One possible provenance is that they were given by Lely to his friend and fellow-painter Richard Gibson. We know Gibson owned a substantial number of drawings by Lely. Gibson left them to his son-in-law, Michael Rosse, a jeweller, and they appear in his posthumous sale in April 1723. The Catalogue of the Collection of Mr Michael Rosse, contains ten lots described as: ’10 Hands, &c. Sir Peter Lely.’No priced copy of the Rosse catalogue survives making it impossible to reconstruct the subsequent history of his collection.

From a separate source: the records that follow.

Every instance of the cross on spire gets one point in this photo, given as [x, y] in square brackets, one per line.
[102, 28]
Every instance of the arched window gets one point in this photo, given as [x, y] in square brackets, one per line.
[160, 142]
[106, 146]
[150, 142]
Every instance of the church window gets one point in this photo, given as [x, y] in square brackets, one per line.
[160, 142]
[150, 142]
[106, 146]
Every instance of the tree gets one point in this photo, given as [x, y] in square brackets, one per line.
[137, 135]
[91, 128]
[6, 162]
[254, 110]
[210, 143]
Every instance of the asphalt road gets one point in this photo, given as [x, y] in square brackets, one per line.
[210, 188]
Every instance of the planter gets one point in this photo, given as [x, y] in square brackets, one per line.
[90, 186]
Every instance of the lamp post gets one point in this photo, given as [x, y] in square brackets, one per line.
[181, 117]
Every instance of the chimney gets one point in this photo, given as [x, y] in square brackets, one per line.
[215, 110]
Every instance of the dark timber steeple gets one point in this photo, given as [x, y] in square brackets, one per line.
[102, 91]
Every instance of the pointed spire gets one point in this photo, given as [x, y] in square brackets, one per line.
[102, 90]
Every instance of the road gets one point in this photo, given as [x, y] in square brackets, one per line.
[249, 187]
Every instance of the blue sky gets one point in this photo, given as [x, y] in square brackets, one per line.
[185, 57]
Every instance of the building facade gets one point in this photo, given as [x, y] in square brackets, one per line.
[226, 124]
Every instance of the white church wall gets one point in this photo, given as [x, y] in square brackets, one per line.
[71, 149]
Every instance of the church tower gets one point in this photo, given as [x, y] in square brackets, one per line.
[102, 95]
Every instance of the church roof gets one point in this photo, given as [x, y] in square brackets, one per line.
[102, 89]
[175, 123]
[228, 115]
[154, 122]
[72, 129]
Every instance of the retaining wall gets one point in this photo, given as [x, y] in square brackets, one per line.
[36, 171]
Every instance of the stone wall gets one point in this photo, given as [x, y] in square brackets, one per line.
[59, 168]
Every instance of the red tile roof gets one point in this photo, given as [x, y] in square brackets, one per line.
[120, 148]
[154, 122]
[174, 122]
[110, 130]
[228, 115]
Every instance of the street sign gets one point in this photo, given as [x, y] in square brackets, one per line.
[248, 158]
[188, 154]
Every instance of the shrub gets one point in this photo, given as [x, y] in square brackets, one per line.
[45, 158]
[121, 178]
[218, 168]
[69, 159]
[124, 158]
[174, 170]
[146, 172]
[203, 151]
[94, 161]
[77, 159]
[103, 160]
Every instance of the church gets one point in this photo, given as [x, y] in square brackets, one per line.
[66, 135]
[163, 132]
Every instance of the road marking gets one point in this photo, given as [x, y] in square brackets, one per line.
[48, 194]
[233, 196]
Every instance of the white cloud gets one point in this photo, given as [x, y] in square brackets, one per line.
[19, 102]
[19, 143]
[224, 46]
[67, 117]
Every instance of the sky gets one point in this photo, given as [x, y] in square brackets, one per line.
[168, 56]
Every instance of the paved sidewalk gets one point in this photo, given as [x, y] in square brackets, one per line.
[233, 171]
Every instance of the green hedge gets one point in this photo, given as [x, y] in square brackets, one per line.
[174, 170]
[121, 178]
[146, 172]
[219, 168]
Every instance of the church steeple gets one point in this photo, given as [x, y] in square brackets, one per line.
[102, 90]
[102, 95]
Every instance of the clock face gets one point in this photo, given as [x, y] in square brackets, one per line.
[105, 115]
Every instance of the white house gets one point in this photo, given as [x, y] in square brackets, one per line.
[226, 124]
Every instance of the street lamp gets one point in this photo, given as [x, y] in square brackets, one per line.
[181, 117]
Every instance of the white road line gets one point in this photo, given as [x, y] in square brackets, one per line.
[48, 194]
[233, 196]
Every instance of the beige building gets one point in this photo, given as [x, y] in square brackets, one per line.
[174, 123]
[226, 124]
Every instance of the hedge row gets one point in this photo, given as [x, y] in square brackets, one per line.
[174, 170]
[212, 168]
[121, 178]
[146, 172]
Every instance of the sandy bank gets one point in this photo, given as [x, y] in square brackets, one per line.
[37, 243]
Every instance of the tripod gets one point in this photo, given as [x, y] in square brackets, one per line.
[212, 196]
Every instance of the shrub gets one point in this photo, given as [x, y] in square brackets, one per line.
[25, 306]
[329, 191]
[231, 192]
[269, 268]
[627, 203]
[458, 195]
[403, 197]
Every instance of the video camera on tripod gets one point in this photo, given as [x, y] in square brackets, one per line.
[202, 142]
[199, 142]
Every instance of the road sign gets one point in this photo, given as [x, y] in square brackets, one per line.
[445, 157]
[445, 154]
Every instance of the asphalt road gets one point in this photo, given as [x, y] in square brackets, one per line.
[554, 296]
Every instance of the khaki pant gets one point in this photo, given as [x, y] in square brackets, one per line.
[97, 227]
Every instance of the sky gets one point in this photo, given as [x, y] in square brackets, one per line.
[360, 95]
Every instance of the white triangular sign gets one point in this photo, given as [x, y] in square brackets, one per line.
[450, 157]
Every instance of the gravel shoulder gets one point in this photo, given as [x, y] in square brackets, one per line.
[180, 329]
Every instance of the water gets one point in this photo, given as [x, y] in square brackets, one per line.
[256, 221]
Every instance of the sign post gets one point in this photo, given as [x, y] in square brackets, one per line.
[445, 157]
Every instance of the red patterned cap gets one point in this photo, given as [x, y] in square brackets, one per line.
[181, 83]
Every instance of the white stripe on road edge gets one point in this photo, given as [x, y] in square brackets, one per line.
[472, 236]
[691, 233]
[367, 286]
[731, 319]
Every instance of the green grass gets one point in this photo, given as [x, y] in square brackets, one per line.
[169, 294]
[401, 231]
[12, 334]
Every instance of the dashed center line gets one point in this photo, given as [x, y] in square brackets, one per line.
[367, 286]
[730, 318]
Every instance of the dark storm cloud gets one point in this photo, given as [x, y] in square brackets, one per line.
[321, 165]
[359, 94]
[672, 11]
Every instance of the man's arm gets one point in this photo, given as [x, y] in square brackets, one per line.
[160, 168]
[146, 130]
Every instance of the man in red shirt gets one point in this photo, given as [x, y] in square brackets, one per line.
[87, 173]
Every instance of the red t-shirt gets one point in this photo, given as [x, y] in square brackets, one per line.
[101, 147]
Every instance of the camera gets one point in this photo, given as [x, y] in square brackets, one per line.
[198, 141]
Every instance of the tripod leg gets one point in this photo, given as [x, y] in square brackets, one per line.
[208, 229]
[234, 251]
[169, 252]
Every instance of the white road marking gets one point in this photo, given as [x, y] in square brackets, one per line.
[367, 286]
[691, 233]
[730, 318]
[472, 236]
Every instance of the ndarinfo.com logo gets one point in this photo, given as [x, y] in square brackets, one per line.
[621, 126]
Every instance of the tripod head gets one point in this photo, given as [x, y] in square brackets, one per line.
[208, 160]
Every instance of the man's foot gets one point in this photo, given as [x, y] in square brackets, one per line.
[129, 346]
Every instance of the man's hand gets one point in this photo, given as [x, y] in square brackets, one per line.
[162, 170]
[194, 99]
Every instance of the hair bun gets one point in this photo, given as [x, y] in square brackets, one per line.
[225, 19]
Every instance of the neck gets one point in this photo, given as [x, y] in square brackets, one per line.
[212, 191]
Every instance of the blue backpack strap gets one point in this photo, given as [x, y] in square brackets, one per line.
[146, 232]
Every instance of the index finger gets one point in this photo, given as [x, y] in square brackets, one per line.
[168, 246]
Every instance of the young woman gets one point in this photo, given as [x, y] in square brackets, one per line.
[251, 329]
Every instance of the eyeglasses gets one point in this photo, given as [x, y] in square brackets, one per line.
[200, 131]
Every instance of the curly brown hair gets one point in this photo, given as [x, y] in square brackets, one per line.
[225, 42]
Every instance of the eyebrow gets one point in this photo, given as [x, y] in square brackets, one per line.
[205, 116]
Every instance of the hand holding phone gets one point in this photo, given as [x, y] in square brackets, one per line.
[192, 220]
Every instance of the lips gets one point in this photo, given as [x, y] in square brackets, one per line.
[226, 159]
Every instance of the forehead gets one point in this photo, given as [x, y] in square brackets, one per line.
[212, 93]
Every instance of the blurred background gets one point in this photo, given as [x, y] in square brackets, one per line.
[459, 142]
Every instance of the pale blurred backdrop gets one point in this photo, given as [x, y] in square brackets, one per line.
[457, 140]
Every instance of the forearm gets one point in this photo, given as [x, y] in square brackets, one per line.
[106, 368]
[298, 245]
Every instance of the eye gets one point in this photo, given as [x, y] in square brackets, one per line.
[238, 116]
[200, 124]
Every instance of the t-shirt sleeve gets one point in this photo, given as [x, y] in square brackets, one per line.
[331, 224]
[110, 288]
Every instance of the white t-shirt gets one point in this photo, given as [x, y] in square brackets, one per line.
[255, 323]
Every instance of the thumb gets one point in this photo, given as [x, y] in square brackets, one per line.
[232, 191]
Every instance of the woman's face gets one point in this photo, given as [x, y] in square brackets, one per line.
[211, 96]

This group of drawings appear to have been detached from perhaps a larger collection of drawings in an album as indicated by the inscribed section heading. This section appears to have remained intact and was acquired by a British collector in the 1960s. This group has remained in total obscurity until its recent appearance on the market.

Drawing H
Black, white and red chalk on buff paper
10½ x 8½; 267 x 210mm
Yale Center for British Art, New Haven. 

Conclusion

This is perhaps the most important group of drawings by Peter Lely to come on the market since the eighteenth century. It is certainly the largest intact single group of compositional studies by Lely known to survive. The beautifully rendered studies were all made from models and as a result offer a remarkable working archive of life studies which Lely used in his finished portraits. The group, when considered together, offers an unprecedented insight into Lely’s working method. More broadly, the studies offer vital evidence for the role of drawing in the evolution of British portraiture in the generation after Van Dyck.